Ce long serpent à la couleur grisâtre couvre un tunnel routier. On peut marcher le long des deux côtés du tunnel ou rouler à vélo d’un côté seulement. Je ne savais plus vraiment où il était mais je l’ai retrouvé il y a quelques mois lors d’une promenade en famille. La photographie ci-dessus est prise après la visite de l’exposition Tadao Ando au NACT. Je fais un détour à vélo pour passer à côté du long serpent avant de rejoindre « Church in Hiroo » (du même architecte).

Cette rue en pente se trouve entre Naka-Meguro et Ebisu. C’est un de ces endroits que j’aime emprunter même si j’ai toujours un peu de mal à retrouver son emplacement exact, un peu comme pour le tunnel grisâtre au dessus. Cela fait partie du charme de l’endroit, de garder un certain secret. La photographie ne le montre peut être pas trop mais cette pente appelée Bessozaka est extrêmement accentuée et il est à peine possible de la monter à vélo. La dernière partie de la rue en haut de la colline se termine d’ailleurs en cul-de-sac avec un escalier. Au moment où je prenais la photographie, un couple commençait son ascension dans les rayons de soleil en bas de la rue. J’aime l’ambiance de cette photographie et ces recoins introuvables de Tokyo.

Après l’album Dig Me Out, je continue avec passion d’écouter le rock viscéral de Sleater-Kinney avec trois autres albums The Hot Rock (1999), One Beat (2002) et le plus récent No Cities To Love (2015). Après plus de 10 ans de hiatus jusqu’à ce dernier album de 2015, on retrouve la même tension permanente, comme une complainte, la même urgence que les albums précédents. J’aime ces voix qui se mélangent, celles de Carrie Brownstein et Corin Tucker, et le fait qu’elles ne lâchent rien, qu’elles ne semblent pas s’assagir en gardant cette ligne directrice du rock de combat. Et ce ne sont pas les combats qui manquent vue l’actualité de ces dernières semaines.

no skate on my car

Les quelques photographies de cette série sont prises à Aoyama et à Shimo Kitazawa. Ça faisait plusieurs mois que je ne m’étais pas promené dans les rues de Shimo Kitazawa et cette fois-ci, c’était avec Mari. L’objectif de notre visite à Shimo Kitazawa était d’aller vendre les vieux disques vinyles de Mari au Disk Union. Elle avait reçu la plupart de ces disques d’un de ses cousins, beaucoup de bandes originales de films des années 1980. Nous allons au Disk Union de Shimo Kitazawa, que je commence à bien connaître, pour voir s’ils peuvent nous les acheter à un bon prix. Nous leur laissons une cinquantaine de LPs vinyles et une centaine environ de EPs vinyles. Ils leur faudra malheureusement quelques jours avant de pouvoir nous donner un prix d’achat. On s’attend au pire de toute façon, malgré le certain regain d’intérêt pour le vintage ces derniers temps, surtout les vinyles et surtout à Shimo Kitazawa, un labyrinthe de magasins d’occasions en tous genres.

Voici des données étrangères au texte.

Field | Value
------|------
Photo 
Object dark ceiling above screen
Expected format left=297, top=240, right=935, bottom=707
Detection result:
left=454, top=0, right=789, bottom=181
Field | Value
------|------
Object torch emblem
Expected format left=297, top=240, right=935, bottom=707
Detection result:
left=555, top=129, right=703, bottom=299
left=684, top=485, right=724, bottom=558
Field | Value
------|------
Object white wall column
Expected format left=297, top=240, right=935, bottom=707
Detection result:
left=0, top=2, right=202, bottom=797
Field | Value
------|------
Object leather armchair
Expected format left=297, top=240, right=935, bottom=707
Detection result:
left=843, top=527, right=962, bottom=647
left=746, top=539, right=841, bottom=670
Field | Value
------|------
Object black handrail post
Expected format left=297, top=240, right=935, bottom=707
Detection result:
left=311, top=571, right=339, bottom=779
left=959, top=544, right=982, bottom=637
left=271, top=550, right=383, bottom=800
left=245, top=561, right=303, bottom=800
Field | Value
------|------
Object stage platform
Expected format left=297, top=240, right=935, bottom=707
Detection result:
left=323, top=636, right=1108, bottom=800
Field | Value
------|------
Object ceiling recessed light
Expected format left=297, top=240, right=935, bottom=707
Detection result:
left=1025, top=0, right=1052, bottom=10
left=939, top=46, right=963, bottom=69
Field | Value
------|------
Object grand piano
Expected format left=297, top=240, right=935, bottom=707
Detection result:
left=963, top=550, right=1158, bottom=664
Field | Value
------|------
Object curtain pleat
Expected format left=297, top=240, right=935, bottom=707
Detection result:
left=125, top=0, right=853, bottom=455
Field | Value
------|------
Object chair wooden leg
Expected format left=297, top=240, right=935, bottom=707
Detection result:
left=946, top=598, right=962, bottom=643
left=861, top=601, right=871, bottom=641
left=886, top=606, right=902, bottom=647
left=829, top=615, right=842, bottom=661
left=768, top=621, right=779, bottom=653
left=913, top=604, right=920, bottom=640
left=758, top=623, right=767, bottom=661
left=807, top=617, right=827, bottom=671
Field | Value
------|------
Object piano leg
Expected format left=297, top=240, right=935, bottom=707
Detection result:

À Tokyo, on voit de plus en plus de skateboards dans les rues. Ils ne font pas toujours attention sur leur passage. Je me souviens avoir vu à Yokohama un adolescent accroché un passant et ensuite se faire arrêter par un agent de police de passage après plainte du passant. Ils étaient deux et un des adolescents avait pris ses jambes à son cou et laissé tomber son pote en mauvaise posture. Les écritures DONUTS SKATES que j’ai aperçu dans une petite rue de Shimo Kitazawa sont apparemment une référence à un groupe de skateboarders du même nom. La vieille Mercedes blanche vue à Hiroo n’a certainement pas subi l’assaut d’un groupe de skaters, mais cette idée m’amuse pour le titre de ce billet. Il est rare de voir des voitures abîmées à Tokyo. À ce point là, j’ai même l’impression que c’est volontaire pour attirer l’attention. Comme une oeuvre d’art, l’Art de la rue.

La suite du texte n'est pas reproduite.